We solve this problem by using the simple formula of speed that is
$\text{Speed}=\dfrac{\text{Distance}}{\text{time}}$
For finding the distance we use the tangent trigonometric ratio formula that is
$\tan \theta =\dfrac{\text{opposite side}}{\text{adjacent side}}$
By using this formula we calculate the distance travelled by bird in 2 sec to find the speed.

We are given that the bird is initially at a height of 80m at position B.
So, from the figure we can say that
$\Rightarrow BD=80m$
Let us assume that the bird moves to point C after 2 sec.
We are given that the bird maintains a constant height.
So, we can say that
$\Rightarrow CE=BD=80m$
We know that the tangent trigonometric ratio formula that is
$\tan \theta =\dfrac{\text{opposite side}}{\text{adjacent side}}$
Now, let us consider the triangle $\Delta ABD$
Now, by applying the tangent trigonometric ratio formula we get
$\Rightarrow \tan {{45}^{\circ }}=\dfrac{DB}{DA}$
We know that from the standard table of trigonometric ratios we have
$\tan {{45}^{\circ }}=1$
Now, by substituting the required values in above equation we get
\begin{align} & \Rightarrow 1=\dfrac{80}{DA} \\ & \Rightarrow DA=80 \\ \end{align}
Now, let us consider the triangle $\Delta ACE$
Now, by applying the tangent trigonometric ratio formula we get
$\Rightarrow \tan {{30}^{\circ }}=\dfrac{CE}{EA}$
We know that from the standard table of trigonometric ratios we have
$\tan {{30}^{\circ }}=\dfrac{1}{\sqrt{3}}$
Now, by substituting the required values in above equation we get
\begin{align} & \Rightarrow \dfrac{1}{\sqrt{3}}=\dfrac{80}{EA} \\ & \Rightarrow EA=80\sqrt{3} \\ \end{align}
We know that from the figure the length ‘ED’ can be written as
$\Rightarrow ED=EA-DA$
Now, by substituting the required values in above equation we get
\begin{align} & \Rightarrow ED=80\sqrt{3}-80 \\ & \Rightarrow ED=80\left( \sqrt{3}-1 \right) \\ \end{align}
We are given that the bird maintain a constant height so, we can say that
$\Rightarrow BC=ED=80\left( \sqrt{3}-1 \right)$
Let us assume that the speed of bird as $'v'$
We are given that the bird reaches point C after 2 sec so, we can take the time as
$\Rightarrow t=2$
We know that the formula of speed that is
$\text{Speed}=\dfrac{\text{Distance}}{\text{time}}$
By using the above formula we get the speed of bird as
$\Rightarrow v=\dfrac{BC}{t}$
Now, by substituting the required values in above equation we get
\begin{align} & \Rightarrow v=\dfrac{80\left( \sqrt{3}-1 \right)}{2} \\ & \Rightarrow v=40\left( \sqrt{3}-1 \right) \\ \end{align}
Therefore the speed of bird is $40\left( \sqrt{3}-1 \right){}^{m}/{}_{s}$

Note: Students may make mistakes for trigonometric ratio formula.

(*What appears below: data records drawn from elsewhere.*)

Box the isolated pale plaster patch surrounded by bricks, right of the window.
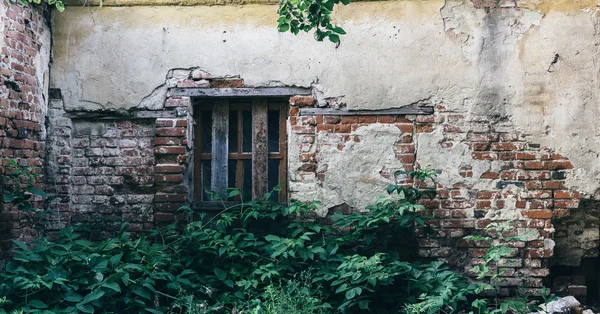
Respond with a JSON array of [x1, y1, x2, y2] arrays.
[[289, 123, 403, 215]]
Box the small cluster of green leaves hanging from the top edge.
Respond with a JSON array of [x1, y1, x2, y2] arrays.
[[277, 0, 350, 43]]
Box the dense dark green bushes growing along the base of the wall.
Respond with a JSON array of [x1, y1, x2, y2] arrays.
[[0, 164, 552, 314]]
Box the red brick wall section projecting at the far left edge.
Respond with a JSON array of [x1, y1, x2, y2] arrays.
[[0, 0, 50, 259]]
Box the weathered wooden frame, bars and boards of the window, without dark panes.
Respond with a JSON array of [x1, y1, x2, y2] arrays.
[[194, 95, 289, 210]]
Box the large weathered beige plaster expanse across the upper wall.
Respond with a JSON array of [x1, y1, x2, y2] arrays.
[[51, 0, 600, 197]]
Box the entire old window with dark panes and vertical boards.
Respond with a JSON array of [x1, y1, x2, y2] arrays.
[[194, 98, 287, 202]]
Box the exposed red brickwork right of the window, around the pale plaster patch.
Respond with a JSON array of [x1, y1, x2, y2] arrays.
[[289, 97, 584, 295]]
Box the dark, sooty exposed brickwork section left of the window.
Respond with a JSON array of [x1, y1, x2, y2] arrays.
[[46, 93, 189, 236]]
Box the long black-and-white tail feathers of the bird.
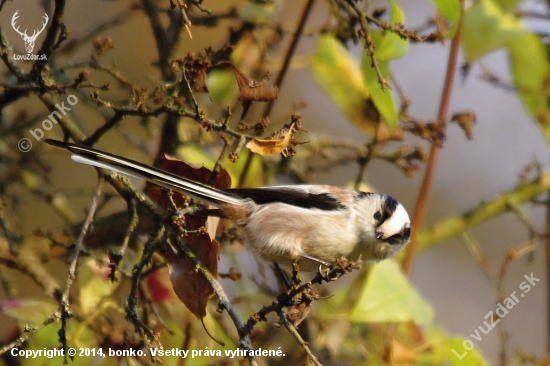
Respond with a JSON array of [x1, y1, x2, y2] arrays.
[[45, 139, 242, 206]]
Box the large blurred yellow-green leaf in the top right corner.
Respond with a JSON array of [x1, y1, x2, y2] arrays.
[[462, 0, 550, 142]]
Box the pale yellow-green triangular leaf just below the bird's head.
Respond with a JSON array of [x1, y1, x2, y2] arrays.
[[350, 260, 433, 326]]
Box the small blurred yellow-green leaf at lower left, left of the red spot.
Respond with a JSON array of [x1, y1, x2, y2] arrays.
[[77, 258, 117, 314]]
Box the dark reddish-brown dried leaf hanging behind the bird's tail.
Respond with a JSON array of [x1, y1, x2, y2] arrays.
[[146, 156, 231, 318]]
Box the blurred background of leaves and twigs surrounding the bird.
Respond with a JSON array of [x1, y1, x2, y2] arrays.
[[0, 0, 550, 365]]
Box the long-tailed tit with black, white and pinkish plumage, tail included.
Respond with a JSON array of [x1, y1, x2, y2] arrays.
[[46, 139, 411, 270]]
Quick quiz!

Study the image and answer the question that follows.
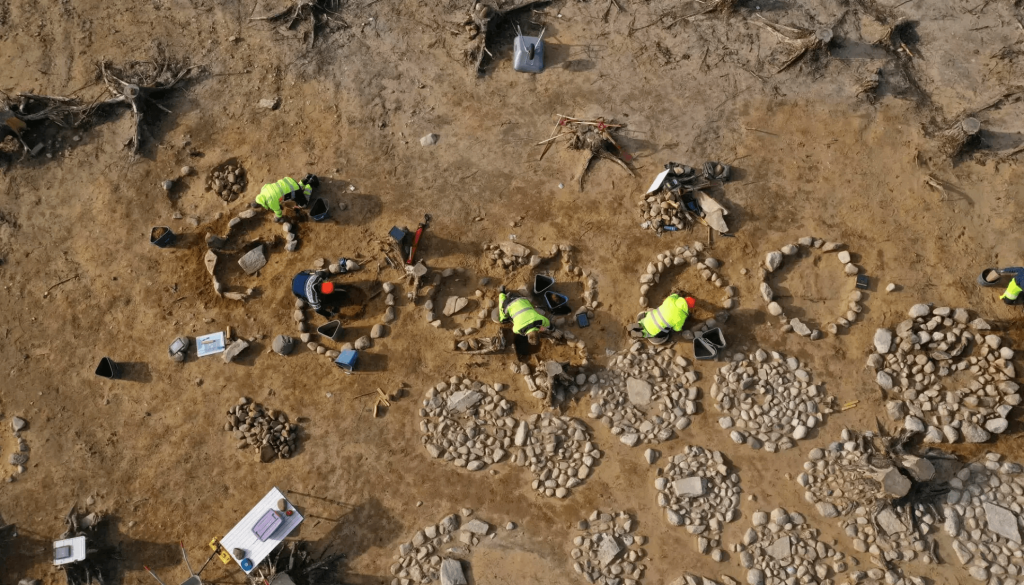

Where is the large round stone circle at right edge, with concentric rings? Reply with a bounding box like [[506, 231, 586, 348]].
[[867, 304, 1021, 443]]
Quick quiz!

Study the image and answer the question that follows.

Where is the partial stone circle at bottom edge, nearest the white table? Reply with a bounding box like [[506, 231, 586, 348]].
[[390, 509, 495, 585]]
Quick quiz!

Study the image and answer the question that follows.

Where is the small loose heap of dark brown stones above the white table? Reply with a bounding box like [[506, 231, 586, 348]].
[[224, 396, 299, 463]]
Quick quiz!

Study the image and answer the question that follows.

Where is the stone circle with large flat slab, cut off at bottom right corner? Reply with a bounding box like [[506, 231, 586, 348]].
[[944, 453, 1024, 584]]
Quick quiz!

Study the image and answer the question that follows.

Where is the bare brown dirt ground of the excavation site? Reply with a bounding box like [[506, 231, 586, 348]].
[[0, 0, 1024, 585]]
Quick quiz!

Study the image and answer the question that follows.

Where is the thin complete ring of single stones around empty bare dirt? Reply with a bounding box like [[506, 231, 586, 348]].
[[761, 236, 863, 340]]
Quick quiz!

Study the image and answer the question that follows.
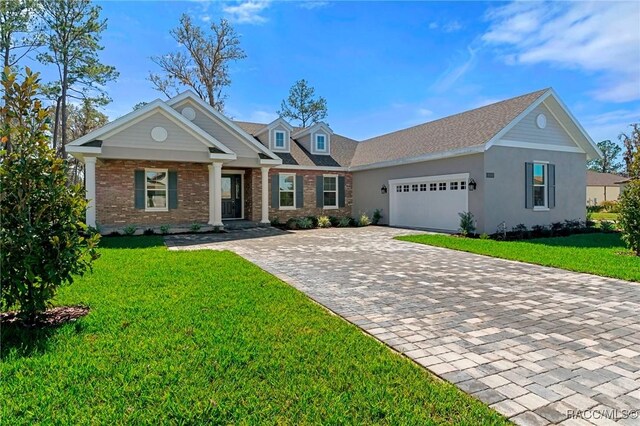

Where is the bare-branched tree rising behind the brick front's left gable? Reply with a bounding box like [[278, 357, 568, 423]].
[[149, 15, 247, 112]]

We have the tangent trigonometric ratio formula that is
$\tan \theta =\dfrac{\text{opposite side}}{\text{adjacent side}}$
This formula is applicable only when the triangle is right angled triangle. But, students may use this formula for all types of triangles which is a blunder mistake.
So, the formula significance needs to be taken care of.